Lawmakers are struggling with eliminating the statute of limitations for sex crimes. Currently, it’s five years.

That means that neither comedian Bill Cosby nor Larry Nassar, the USA Gymnastics national team doctor, would have ever been prosecuted in Connecticut. Cosby has been accused of sexual assault by numerous women and was convicted by a Philadelphia jury in April of three charges related to a 2004 assault. He is awaiting sentencing. Nassar was sentenced up to 175 years in prison in Michigan in relation to sexual assaults over the years on dozens of young women.

Sen. Mae Flexer, D-Killingly, the main proponent of the bill, was not immediately available for comment.

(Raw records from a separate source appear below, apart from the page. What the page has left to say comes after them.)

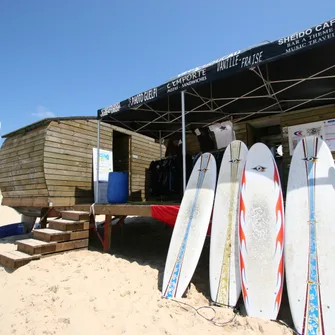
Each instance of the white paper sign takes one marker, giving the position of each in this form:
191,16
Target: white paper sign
298,132
330,133
105,167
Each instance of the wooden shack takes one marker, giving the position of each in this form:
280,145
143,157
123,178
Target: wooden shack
51,161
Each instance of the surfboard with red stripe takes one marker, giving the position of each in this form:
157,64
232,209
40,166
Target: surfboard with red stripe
261,234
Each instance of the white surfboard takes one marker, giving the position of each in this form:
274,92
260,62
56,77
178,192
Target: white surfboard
224,271
310,238
190,229
261,234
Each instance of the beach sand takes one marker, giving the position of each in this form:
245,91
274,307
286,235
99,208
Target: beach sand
88,292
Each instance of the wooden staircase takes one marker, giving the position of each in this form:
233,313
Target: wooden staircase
67,233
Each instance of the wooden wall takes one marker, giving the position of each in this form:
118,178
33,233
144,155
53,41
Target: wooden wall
53,163
21,169
68,159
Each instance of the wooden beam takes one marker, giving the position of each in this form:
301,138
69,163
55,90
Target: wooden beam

The bill would also require a company with more than 20 employees to give all their employees two hours of sexual harassment training, and companies with fewer than 20 employees would need to give their employees notice of their sexual harassment policy in person or by email not later than six months after their date of hire.

Any company that doesn’t comply with the training and education component of the legislation would be subject to a fine of less than $1,000, according to the legislation.

If the legislation passes the House and is signed by the governor, it will then go into effect Oct. 1, 2018. Companies would have until Oct. 1, 2019, to train their employees.